Disaggregated Serving for Hybrid SSM Models in vLLM

April 21, 202615 min read

Nicolò Lucchesi, Zhanqiu Hu (Red Hat), and the vLLM team

Introduction

Hybrid architectures that interleave Mamba-style SSM layers with standard full-attention (FA) layers — such as NVIDIA Nemotron-H — are gaining traction as a way to combine the linear-time efficiency of state-space models with the expressiveness of attention. vLLM already supports disaggregated prefill/decode (P/D) for standard transformer models through its NIXL-based KV connector: a prefill instance computes KV cache blocks and a decode instance pulls them over RDMA, eliminating redundant recomputation. But extending this to hybrid models is not straightforward. FA and SSM layers store fundamentally different state, in different layouts and different sizes, yet the block manager and NIXL connector were designed around a single, uniform KV cache format.

In this post we describe how we extended the NIXL connector to support hybrid SSM-FA models in disaggregated mode. The key ideas are:

Dual descriptor views — two sets of NIXL block descriptors that index the same physical memory regions with different offsets and sizes, one for FA blocks and one for SSM blocks.
Physical/logical block bridging — handling the mismatch between the logical block abstraction seen by the block manager and the physical block sizes required by attention kernels.
3-descriptor conv transfer — a decomposition of the Mamba conv state that enables heterogeneous tensor-parallel transfers without reshuffling data on the sender side.

None of these changes modify the existing workflow for standard transformer models. They are purely additive extensions that activate only when the model contains SSM layers. This feature is available with vllm>=v0.20.0.

This work builds on the HMA interface for NIXL and spans several PRs:

#36687 — Dual descriptor views and homogeneous-TP support for hybrid SSM-FA models
#37416 — DS conv state layout for Mamba kernels
#37635 — Heterogeneous-TP 3-descriptor conv state transfer
#37310 — N-1 prefill for Mamba P/D disaggregation

Background: The NIXL KV Transfer Workflow

Before diving into the hybrid-model changes, let us briefly recap how NIXL disaggregated P/D works for a standard transformer.

The workflow has four phases:

Register memory regions — Each worker registers its KV cache tensors with NIXL so they can be accessed via RDMA.
Create block descriptors — For each registered region, we create per-block descriptors that specify (address, length, device_id). These descriptors are our unit of transfer: rather than moving entire regions, we transfer individual blocks.
Handshake — When a decode (D) worker first needs to pull from a prefill (P) worker, the two exchange metadata: agent handles, block counts, block lengths, and so on. This is done once per P-D pair.
Transfer — The scheduler tells D which blocks to pull from P. D maps block_id -> descriptor_id, issues an RDMA READ, and polls for completion.

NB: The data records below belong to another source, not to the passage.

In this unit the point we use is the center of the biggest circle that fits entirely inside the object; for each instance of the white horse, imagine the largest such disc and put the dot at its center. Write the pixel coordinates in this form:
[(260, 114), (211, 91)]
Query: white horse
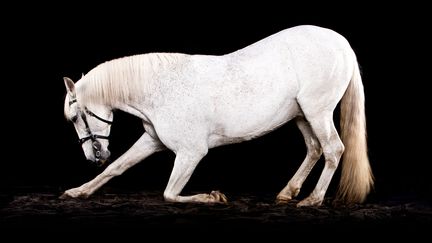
[(191, 103)]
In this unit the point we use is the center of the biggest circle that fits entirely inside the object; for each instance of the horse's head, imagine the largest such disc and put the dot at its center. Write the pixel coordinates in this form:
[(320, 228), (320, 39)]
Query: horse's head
[(92, 123)]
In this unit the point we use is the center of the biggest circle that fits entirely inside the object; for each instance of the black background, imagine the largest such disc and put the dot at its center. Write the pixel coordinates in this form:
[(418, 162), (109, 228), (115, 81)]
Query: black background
[(42, 45)]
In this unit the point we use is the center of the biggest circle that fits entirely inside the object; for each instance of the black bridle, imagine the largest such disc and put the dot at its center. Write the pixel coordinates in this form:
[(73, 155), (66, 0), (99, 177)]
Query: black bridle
[(91, 136)]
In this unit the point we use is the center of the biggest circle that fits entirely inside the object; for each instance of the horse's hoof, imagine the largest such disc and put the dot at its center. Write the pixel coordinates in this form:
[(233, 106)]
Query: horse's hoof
[(309, 202), (282, 199), (218, 197), (65, 196)]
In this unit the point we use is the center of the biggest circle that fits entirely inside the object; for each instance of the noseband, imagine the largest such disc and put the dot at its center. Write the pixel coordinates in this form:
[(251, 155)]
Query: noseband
[(93, 137)]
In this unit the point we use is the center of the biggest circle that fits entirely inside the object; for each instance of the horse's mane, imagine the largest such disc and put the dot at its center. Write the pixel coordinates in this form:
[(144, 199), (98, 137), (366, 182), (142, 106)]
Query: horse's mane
[(123, 79)]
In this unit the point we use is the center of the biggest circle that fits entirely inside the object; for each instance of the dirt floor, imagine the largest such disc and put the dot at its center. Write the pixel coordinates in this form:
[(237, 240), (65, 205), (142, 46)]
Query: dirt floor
[(146, 212)]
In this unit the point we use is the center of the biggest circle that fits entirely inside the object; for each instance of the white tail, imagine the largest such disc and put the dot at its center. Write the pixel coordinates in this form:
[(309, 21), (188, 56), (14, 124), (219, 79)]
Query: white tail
[(357, 179)]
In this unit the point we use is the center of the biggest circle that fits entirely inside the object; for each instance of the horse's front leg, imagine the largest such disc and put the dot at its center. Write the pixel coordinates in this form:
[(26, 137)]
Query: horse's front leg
[(144, 147), (184, 165)]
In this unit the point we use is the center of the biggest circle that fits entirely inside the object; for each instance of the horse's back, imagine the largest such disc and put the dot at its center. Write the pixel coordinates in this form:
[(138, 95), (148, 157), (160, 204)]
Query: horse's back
[(264, 80)]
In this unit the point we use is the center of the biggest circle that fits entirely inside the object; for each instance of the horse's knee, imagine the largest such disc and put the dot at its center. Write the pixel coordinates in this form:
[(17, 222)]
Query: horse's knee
[(315, 153)]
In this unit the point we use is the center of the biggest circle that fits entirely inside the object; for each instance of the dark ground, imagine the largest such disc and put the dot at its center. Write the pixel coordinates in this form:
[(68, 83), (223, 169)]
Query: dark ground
[(145, 211)]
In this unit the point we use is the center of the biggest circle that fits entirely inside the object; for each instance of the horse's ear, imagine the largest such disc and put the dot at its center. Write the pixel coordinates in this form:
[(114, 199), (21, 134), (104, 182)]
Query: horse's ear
[(70, 86)]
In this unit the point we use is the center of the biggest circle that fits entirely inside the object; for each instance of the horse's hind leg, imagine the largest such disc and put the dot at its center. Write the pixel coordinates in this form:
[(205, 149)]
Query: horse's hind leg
[(184, 165), (314, 152), (323, 127)]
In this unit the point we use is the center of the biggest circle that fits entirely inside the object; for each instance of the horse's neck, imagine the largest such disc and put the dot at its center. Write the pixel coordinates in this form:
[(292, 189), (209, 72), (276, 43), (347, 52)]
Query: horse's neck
[(128, 83)]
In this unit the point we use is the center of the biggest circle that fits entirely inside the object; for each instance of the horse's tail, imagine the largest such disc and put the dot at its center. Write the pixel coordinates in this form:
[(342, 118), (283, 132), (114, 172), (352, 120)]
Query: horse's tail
[(356, 179)]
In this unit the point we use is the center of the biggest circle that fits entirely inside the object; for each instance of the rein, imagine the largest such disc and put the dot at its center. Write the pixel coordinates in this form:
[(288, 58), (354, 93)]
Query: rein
[(91, 136)]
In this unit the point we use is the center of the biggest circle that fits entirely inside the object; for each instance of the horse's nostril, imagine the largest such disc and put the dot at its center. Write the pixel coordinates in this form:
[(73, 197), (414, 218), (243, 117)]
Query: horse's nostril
[(96, 145)]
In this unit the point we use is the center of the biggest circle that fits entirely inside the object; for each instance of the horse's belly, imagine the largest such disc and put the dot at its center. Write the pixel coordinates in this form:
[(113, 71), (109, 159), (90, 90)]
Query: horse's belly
[(246, 126)]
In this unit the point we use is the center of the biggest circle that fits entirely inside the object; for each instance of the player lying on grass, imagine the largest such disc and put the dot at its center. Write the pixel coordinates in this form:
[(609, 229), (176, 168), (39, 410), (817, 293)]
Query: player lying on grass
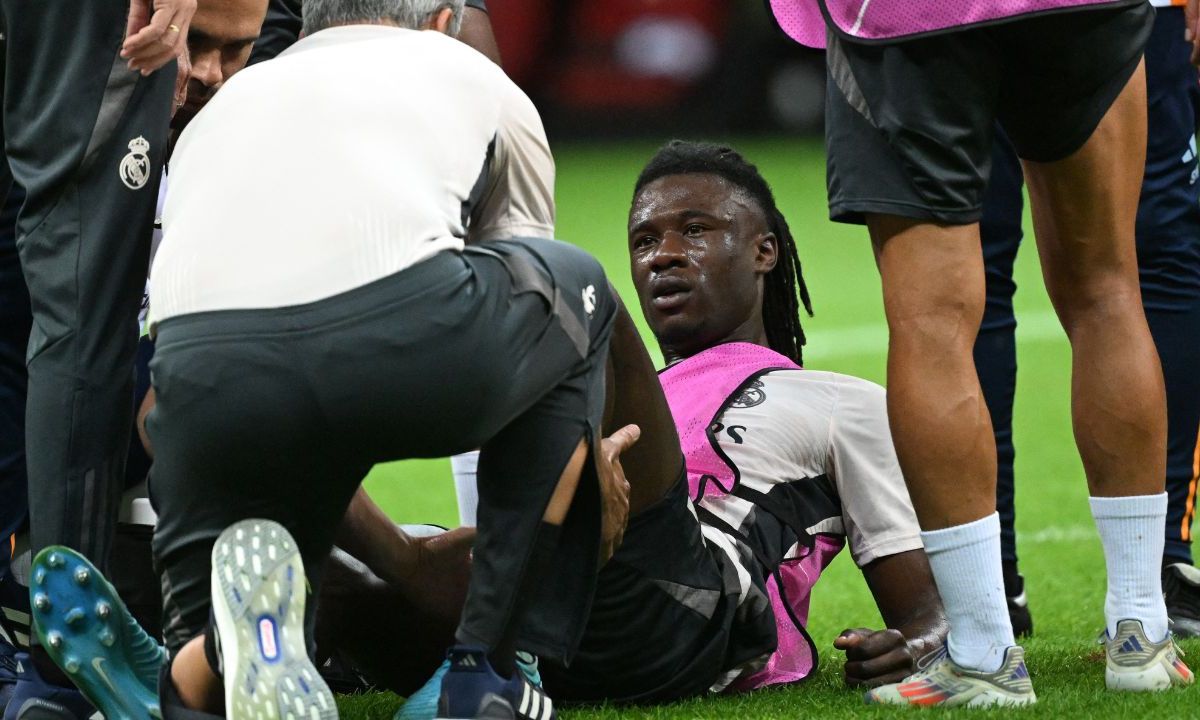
[(805, 455), (685, 606), (783, 466)]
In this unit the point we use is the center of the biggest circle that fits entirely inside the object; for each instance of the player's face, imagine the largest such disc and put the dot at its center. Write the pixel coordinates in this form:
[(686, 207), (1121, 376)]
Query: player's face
[(220, 40), (694, 250)]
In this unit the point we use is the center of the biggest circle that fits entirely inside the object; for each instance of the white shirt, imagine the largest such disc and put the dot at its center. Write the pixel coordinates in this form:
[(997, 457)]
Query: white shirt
[(359, 151), (792, 425)]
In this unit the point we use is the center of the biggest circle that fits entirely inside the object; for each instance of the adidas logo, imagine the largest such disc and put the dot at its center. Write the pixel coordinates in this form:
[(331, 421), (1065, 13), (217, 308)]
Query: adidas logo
[(1131, 646), (1189, 157)]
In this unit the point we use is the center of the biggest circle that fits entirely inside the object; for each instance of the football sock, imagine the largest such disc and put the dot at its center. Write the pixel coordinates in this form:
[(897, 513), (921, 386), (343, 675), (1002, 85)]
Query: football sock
[(1132, 534), (465, 468), (966, 565), (503, 653)]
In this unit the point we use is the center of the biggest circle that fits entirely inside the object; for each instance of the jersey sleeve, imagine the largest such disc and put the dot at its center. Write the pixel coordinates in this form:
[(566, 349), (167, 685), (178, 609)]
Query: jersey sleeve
[(876, 509), (519, 197)]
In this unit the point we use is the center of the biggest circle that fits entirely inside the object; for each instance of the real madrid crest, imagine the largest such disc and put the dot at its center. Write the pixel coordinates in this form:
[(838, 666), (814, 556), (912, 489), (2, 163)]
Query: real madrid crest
[(136, 166)]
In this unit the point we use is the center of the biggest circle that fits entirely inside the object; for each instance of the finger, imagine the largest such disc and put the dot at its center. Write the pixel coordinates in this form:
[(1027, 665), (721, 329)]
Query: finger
[(873, 645), (623, 439), (149, 64), (139, 15), (897, 661), (850, 637)]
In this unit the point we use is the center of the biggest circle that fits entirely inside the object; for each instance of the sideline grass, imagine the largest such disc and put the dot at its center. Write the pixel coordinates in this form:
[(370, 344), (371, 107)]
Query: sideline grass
[(1060, 551)]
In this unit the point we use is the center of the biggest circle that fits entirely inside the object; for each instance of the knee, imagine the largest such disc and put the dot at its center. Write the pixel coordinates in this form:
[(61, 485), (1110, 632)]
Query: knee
[(1095, 298), (942, 321)]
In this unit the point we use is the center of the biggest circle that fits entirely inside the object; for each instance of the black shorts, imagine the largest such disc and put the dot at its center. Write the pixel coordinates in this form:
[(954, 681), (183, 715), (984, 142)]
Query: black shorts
[(910, 125), (665, 621), (280, 413)]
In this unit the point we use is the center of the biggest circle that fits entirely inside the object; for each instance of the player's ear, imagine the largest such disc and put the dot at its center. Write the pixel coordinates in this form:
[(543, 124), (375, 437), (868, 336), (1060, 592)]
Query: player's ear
[(767, 253), (441, 21)]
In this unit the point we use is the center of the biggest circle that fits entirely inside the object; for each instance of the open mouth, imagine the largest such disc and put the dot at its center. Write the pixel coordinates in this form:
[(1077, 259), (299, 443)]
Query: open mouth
[(669, 293)]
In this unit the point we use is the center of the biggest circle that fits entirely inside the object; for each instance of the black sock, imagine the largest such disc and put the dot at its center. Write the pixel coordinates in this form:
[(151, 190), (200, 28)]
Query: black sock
[(169, 701), (211, 653), (545, 544), (47, 669)]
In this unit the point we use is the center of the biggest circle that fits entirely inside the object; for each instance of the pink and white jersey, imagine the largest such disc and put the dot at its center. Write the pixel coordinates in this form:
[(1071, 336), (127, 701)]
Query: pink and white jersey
[(805, 21), (751, 424)]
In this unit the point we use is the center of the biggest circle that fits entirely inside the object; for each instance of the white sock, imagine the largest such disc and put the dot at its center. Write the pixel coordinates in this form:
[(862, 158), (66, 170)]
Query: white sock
[(1132, 534), (966, 565), (465, 467)]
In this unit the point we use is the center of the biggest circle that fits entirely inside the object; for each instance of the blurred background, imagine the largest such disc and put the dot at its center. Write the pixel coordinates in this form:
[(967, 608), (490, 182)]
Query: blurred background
[(636, 67)]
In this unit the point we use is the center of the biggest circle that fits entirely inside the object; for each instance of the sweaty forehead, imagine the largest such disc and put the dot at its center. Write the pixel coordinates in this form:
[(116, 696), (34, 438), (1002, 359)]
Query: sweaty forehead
[(699, 192), (227, 21)]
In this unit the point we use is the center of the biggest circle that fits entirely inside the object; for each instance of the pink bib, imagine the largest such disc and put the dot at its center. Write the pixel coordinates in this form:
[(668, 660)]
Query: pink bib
[(699, 389), (894, 19)]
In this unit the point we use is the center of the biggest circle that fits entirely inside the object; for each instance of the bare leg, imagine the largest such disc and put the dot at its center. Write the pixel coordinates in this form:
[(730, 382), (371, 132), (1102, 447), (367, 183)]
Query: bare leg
[(1084, 209), (934, 295), (636, 397)]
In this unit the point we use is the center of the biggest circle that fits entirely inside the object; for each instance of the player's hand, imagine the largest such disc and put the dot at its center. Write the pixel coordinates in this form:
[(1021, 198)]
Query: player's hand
[(1192, 28), (877, 657), (613, 489), (156, 33)]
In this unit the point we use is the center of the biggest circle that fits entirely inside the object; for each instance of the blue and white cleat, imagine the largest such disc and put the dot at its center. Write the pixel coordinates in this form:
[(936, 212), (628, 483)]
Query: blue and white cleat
[(88, 631), (258, 601), (472, 689), (1134, 663), (423, 705)]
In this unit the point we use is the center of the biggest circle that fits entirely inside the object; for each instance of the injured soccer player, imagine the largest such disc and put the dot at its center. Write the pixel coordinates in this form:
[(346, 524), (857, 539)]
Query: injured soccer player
[(711, 587)]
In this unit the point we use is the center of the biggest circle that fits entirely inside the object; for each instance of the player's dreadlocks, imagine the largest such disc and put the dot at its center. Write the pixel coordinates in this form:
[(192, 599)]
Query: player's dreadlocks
[(780, 310)]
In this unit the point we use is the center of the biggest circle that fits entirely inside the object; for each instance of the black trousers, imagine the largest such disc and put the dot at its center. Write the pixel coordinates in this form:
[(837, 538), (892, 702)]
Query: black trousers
[(280, 413), (84, 138)]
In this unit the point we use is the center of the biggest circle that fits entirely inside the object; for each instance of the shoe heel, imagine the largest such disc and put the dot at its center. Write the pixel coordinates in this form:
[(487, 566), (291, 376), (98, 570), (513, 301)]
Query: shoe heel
[(258, 603)]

For a standard model with M registered regions and N blocks, the descriptor list looks like:

+----------------------------------+
| Region 0: desc_0 ... desc_{N-1}  |
| Region 1: desc_0 ... desc_{N-1}  |
| ...                              |
| Region M: desc_0 ... desc_{N-1}  |
+----------------------------------+

A block ID b in region r maps to descriptor index r * N + b.

The challenge with hybrid models is that this uniform scheme does not hold: FA layers and SSM layers need different descriptor sizes and different block counts.

The Challenge: FA and SSM State Are Fundamentally Different

In a standard transformer, every layer's KV cache has the same shape: [num_blocks, 2, block_size, num_kv_heads, head_dim] (or a layout variant). All layers share the same block size, same page size, and same number of blocks.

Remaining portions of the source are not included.